そのエンジンは、同時期に発表されたホンダのフラッグシップモーターサイクルであったCB750FOURを思わせるメカニズムだった。
さらにこのエンジンには、本田技研の創業者であった社長・本田宗一郎氏のある強い思いが込められていた。それは、内燃機関にとって空冷こそがより合理的であるという考え方である。
たとえ水冷でも最終的にはラジエターを通じて空気で冷却水を冷やすのだから、最初から空気で冷やせばよりシンプルで無駄が無いということだった。
ホンダ1300の構造で特にユニークだったのはその空冷メカニズムであり、スペック上は1968年当時でも採用車がそれなりにあった「強制空冷」の一種だったものの、あたかも空気を水のごとく考えていたのが特徴である。
DDAC(デュオ・ダイナ・エア・クーリングシステム/一体式二重空冷)とネーミングされたこのシステムは、通常の自然空冷に加えて、シリンダーヘッド周りをシェラウドでカバーし、その間に冷却風をファンによって強制的に送り込むというもの。

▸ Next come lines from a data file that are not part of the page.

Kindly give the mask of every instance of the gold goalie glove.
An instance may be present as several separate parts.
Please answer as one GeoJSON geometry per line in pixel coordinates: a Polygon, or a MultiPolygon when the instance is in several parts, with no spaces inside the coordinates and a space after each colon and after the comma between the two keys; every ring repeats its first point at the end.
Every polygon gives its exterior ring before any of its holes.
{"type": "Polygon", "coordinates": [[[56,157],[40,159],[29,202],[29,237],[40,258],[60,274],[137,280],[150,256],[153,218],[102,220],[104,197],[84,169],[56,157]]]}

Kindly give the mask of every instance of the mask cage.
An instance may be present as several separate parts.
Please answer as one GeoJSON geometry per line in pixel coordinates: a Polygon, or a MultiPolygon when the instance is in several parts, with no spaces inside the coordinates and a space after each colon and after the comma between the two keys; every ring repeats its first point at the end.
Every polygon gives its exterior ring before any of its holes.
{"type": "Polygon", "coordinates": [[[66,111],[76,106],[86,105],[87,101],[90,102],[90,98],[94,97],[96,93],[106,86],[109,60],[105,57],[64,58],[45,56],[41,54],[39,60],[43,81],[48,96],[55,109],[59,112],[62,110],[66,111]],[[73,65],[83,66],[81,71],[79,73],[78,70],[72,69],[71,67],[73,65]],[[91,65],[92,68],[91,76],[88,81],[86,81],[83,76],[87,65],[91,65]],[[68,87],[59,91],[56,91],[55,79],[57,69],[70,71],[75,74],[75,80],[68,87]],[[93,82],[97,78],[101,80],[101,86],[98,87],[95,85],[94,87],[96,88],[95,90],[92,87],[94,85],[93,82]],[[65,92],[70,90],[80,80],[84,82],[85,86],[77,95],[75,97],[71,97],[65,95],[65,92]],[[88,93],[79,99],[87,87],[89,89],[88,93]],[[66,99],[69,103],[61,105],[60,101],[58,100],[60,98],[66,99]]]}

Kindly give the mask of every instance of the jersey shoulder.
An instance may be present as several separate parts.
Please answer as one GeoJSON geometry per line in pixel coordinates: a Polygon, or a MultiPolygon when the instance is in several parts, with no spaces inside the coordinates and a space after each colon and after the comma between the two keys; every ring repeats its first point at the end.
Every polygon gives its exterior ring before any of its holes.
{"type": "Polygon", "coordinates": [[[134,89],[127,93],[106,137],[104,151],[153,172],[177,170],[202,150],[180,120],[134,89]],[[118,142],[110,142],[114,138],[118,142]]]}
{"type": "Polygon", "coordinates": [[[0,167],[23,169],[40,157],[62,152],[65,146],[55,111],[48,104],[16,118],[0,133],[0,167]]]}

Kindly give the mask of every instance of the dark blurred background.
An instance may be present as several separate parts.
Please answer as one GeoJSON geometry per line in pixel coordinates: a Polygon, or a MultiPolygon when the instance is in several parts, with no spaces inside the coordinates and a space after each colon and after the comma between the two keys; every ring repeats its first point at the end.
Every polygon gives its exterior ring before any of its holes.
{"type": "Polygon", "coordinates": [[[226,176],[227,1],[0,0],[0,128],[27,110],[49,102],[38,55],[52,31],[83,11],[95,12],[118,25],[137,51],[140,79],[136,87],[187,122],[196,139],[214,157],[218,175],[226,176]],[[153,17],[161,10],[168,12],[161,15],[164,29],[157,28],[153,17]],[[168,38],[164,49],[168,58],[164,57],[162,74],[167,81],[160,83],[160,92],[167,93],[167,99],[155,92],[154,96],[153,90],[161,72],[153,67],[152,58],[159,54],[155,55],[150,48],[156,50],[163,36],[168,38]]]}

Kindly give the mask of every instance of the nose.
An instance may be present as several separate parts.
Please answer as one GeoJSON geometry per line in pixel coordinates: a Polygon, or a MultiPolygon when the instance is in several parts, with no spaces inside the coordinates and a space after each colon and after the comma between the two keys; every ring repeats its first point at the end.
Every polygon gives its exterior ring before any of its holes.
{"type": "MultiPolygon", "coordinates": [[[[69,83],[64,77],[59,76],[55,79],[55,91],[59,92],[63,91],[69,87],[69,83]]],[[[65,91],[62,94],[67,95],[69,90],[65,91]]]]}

さらにこれだけでは冷却が不十分だったことから、潤滑によって冷却を助けるためにアルミ製の別体オイルタンク(オイルクーラーの役目を果たす冷却フィン付き)を設けたドライサンプが採用されていた。
エンジンの最高出力はベーシックなシングルキャブ仕様で100ps、モーターサイクル並に4連装CVキャブを装着したハイチューン仕様は、実に115psを発揮。このパワー数値は当時の1300ccクラスのレベルではなく、2000ccクラスに匹敵していた。